Yet, Fo Guang Shan encourages the viewer to see more than simply the Buddha. As I walk past the reception area, I walk by the Garden of 500 Arhats, wise Buddhists beings. As I move toward the Memorial Hall, I walk by numerous Bodhisattvas, yet-to-be compassionate Buddhas. More controversial for Li May, a young woman Buddhist from Singapore with whom I am touring Fo Guang Shan, is the additional Confucian and Taoist figures. In Taiwan, to her dismay, Buddhists have figures beyond simple historic Buddha figures.

As I travel through Myanmar, I see the same focus on the Buddha.

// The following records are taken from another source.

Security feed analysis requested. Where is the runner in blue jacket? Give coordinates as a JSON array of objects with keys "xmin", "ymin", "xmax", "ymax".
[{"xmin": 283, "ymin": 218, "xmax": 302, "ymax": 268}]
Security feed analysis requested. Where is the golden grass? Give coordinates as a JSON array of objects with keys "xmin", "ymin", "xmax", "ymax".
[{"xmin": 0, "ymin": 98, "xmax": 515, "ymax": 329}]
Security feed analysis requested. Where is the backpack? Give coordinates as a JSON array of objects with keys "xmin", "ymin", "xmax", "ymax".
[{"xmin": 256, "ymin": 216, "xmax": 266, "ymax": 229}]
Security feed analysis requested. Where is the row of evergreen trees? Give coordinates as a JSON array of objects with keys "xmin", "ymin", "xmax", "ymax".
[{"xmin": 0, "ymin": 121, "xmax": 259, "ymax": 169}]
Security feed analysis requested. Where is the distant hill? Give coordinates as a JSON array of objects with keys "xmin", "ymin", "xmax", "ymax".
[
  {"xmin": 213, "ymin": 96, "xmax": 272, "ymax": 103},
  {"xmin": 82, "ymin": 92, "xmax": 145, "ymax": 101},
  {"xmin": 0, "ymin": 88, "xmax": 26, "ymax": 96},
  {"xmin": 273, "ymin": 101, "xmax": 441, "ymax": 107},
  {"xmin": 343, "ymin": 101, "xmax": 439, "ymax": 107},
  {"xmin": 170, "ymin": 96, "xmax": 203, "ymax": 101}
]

In the rich and ornate Shwegon Pagoda in downtown Yangon, I see actual gold and silver Buddhas. In the halls of Schwedagon Pagoda, I can see the same basic Buddha life scenes on murals just below the hall’s ceiling. I see his birth, his renunciation, his sitting under the Bodhi tree, his fighting Mara, his enlightenment, his evangelizing the Dharma message, his death.

Yet, unlike Fo Guang Shan, there is restraint. There is no attempt to portray other divine religious figures. There may be an occasional statue of a famous monk or king; but there are no other Buddha bodies, no other Bodhisattvas; no other Arhats. There is a restrained visual display of the Buddha.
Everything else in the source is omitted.